Lana Del Rey is stirring the pot — and setting it to music.
On Wednesday, the singer posted a snippet of a new song to Instagram that appears to take aim at fellow artist Ethel Cain. The brief clip features Del Rey in the backseat of a car, stone-faced as she mouths along to the lines, “Ethel Cain hated my Instagram post / Think it’s cute reenacting my Chicago pose.”
It’s a pointed lyric for those familiar with the subtext. In 2022, Del Rey posted a now-viral photo with then-boyfriend, Salem frontman Jack Donoghue, in front of Chicago’s Cook County Jail. Around the same time, Cain — who is now linked romantically to Donoghue — posted her own image with him outdoors. While it’s not an exact replica, the resemblance was enough to feed speculation of a quiet feud. Del Rey’s song also includes the jab, “The most famous girl at the Waffle House,” a reference to the headline of a 2022 New York Times profile of Cain.
In a comment left Thursday on PopBase’s Instagram coverage of the song (seriously), Del Rey pulled back the curtain on their strained relationship. She claimed she first learned of Cain after friends showed her “disturbing and graphic” side-by-side images Cain allegedly posted — pairing Del Rey’s picture with “unflattering creatures and cartoon characters” alongside remarks about her weight.
“I was confused at what she was getting at,” Del Rey wrote. “Then when I heard what she was saying behind closed doors from mutual friends and started inserting herself into my personal life, I was definitely disturbed.”
Cain has not publicly addressed the song or Del Rey’s comments.

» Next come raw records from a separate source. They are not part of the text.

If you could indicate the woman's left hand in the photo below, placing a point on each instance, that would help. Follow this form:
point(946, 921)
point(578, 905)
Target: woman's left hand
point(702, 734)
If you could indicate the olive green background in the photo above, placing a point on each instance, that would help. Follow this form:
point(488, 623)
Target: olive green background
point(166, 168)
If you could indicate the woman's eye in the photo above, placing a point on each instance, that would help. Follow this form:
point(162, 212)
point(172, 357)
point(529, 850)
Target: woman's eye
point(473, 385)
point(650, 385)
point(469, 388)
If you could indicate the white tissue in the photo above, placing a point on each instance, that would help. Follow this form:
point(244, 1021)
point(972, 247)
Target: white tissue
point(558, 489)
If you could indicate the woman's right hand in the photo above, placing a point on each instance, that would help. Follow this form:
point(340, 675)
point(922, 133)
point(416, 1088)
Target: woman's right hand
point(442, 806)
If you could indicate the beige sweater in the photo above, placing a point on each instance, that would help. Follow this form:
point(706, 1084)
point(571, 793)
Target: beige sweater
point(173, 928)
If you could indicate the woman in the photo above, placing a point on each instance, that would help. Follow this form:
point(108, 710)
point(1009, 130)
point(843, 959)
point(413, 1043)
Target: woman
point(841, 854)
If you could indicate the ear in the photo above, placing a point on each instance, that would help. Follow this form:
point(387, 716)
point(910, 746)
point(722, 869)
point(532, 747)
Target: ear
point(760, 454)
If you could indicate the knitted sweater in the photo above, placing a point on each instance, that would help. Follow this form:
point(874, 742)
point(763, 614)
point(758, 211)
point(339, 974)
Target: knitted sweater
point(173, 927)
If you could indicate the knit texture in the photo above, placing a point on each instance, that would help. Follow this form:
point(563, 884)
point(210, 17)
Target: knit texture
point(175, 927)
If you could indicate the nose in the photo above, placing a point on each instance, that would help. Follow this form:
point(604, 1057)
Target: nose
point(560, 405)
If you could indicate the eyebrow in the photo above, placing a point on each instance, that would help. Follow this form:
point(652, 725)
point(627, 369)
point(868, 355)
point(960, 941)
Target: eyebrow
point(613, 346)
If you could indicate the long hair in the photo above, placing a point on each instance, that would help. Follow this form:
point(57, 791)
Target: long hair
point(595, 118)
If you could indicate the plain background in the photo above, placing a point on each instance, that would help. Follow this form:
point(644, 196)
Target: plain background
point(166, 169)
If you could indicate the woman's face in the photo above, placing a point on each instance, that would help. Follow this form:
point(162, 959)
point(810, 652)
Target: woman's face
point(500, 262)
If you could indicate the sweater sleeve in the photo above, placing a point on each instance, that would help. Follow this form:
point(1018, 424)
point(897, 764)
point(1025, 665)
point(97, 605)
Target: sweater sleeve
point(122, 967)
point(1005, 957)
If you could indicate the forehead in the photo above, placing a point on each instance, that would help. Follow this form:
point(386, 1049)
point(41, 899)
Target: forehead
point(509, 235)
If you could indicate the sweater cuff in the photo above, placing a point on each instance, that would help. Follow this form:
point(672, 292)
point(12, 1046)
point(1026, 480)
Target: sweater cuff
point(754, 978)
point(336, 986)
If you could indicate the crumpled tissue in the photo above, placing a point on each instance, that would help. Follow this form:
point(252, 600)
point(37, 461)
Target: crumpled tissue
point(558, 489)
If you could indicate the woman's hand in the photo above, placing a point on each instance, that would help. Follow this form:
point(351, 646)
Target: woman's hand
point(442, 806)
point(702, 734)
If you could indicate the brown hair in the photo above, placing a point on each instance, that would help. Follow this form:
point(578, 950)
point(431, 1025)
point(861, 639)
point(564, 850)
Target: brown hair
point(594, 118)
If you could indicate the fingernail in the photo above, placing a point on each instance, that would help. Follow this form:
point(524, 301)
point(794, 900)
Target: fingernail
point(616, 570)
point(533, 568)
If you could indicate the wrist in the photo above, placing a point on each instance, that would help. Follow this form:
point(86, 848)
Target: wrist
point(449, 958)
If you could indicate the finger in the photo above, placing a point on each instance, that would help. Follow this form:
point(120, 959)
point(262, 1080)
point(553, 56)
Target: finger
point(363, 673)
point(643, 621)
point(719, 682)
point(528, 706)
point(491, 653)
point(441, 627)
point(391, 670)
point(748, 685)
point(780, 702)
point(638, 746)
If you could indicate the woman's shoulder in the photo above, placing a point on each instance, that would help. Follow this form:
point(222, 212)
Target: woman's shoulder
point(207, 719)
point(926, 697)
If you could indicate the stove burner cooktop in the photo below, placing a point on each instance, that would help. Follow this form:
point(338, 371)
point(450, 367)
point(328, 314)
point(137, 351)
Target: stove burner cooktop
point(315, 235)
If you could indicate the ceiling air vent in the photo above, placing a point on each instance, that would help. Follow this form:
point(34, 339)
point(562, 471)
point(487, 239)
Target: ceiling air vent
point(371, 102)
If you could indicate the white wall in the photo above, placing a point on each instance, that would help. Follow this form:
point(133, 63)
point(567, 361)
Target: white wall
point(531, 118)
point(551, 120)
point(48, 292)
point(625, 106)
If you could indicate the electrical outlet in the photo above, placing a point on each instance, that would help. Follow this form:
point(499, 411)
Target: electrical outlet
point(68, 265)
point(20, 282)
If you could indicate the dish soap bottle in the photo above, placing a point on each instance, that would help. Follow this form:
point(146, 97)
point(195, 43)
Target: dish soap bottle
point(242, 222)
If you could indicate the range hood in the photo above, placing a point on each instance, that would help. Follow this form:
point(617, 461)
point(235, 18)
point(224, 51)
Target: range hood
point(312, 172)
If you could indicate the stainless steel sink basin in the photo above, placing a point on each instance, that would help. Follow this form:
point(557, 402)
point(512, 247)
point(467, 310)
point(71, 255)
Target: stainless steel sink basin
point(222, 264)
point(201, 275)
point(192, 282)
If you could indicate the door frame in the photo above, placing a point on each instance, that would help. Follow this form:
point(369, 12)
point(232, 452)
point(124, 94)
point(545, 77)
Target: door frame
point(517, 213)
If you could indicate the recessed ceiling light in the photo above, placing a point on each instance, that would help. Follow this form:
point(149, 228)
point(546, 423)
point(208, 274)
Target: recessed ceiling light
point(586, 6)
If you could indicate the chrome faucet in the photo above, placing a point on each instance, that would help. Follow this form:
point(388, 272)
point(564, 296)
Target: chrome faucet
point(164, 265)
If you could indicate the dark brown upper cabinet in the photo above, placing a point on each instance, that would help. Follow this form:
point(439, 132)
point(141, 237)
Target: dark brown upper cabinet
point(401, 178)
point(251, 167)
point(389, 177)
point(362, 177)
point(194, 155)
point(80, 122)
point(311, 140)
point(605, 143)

Instead, she’s been focused on promoting her new album, Willoughby Tucker, I’ll Always Love You, released last Friday to critical acclaim.
Del Rey, meanwhile, is prepping her tenth studio album, which she teased with country-influenced performances at Stagecoach Festival earlier this year. The Instagram post in question ends with her switching off the track and saying simply, “OK. OK.” It’s a small but cutting punctuation mark to a lyric aimed squarely at a peer.
The two artists’ parallel images with Donoghue — whether intentional echoes or just coincidental timing — now seem to have taken on a new, public weight. And in an era where social media hints and oblique song lyrics can feel like open declarations, Del Rey’s choice to name Cain outright in a track leaves little room for interpretation.